The model here is recorded as $UltraGCN_{Base}$ , Intuitively understanding is in MF Based on the model , Let model reinforcement remember connected edges .

UltraGCN Study Item-Item Graph

GCN The model passes messages , Also learned implicitly item-item、user-user The relationship between , Here is how to learn item-item Relationship .

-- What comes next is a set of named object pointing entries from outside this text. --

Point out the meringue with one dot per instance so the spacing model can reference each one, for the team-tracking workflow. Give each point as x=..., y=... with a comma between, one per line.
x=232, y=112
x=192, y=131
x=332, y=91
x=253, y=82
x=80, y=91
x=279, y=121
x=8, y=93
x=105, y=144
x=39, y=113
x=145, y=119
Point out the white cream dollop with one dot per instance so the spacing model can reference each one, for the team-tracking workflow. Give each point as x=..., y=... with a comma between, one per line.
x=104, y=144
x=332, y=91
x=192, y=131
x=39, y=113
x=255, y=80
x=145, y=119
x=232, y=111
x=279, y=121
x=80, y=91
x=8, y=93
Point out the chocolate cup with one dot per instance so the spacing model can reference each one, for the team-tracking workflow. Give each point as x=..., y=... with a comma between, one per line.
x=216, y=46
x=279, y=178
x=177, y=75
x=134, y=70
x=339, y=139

Construct a item-item Co-occurrence matrix $\in \mathcal{R}^{|I| \times|I|}$ ：
$\begin{aligned} &G=A^{\top} A \end{aligned}$
$G_{i,j}$ Representative items i And objects j The co-occurrence times of . Define an item i and j The coefficient of $\omega_{i, j}$ ：
$\omega_{i, j}=\frac{G_{i, j}}{g_{i}-G_{i, i}} \sqrt{\frac{g_{i}}{g_{j}}}, \quad g_{i}=\sum_{k} G_{i, k}$
But compared with adjacency graph $A$ , chart $G$ very dense, You can't learn everything , The noise will be greater than the information .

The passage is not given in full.